Until now, there are some problems with the forum. For example, the topics are fragmented, a lot of postings are negative, search facilities are not enough, peer answers and suggestions are incorrect, the discussion is not open to all because of the language barrier, etc. (Onah et al., 2014; Mark et al., 2010).

Send an email to remind the student to attend the course. coursera reminder email edit

MOOC providers send emails to students to remind students to continue the study or give some new courses information. edX sends email to remind the participants to continue studying the chosen courses. Coursera sends one recommended courses email to participants per week.

Learner dashboards edit

Learner dashboard is a useful tool to collect the learner activities’ data and use the data to support reflection, behavior change, awareness in an online environment (Verbert et al., 2014). The main purpose of learning dashboards is to help the learner to improve their performance and motivation (Yoo et al., 2015). However, there were only few dashboards were used for MOOC, and most of them only focused on teachers’ support (Schwendimann et al., 2016).
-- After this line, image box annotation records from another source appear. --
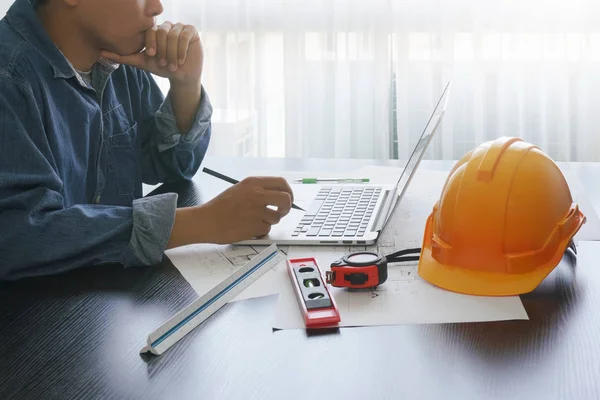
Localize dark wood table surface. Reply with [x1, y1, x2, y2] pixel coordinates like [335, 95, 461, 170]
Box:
[0, 159, 600, 400]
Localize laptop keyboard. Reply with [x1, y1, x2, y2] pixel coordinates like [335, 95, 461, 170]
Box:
[292, 187, 381, 237]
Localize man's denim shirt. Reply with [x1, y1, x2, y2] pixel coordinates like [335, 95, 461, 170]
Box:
[0, 0, 212, 280]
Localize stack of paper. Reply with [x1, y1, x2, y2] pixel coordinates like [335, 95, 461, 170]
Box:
[166, 167, 600, 329]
Kia et al. (2016) presented an analytic module for the instructor to investigate the students’ age, gender, educational background, and location. edX has developed a similar one that collects student’s information useful to course provider (Cobos et al., 2016). Comparing to the immature dashboards for providers, dashboards that seek to empower learners are much weaker (Jivet, 2016).

Use Facebook and Twitter as an additional interaction tool. edit

Apart from the above supports from MOOC providers, MOOC learner uses Facebook and Twitter as an additional interaction tool. Facebook and Twitter are tools which enable groups of people to communicate. Attending Facebook and Twitter augmented the learners’ experience by sharing resources, connecting with others, posting personal feelings or reflection (Liu et al., 2016). The Facebook group were more useful than Twitter regarding participants’ reflection (Liu et al., 2016). But not all of the students engaged the social media, and only a small number of people were active in Facebook and Twitter ((Liu et al., 2016 & Kop et al., 2011). Using social media tools will need instructor’s mediation and scaffolding, and future study needs to cover whether the instructors’ use of these communication tools would influence the students’ use (Liu et al., 2016).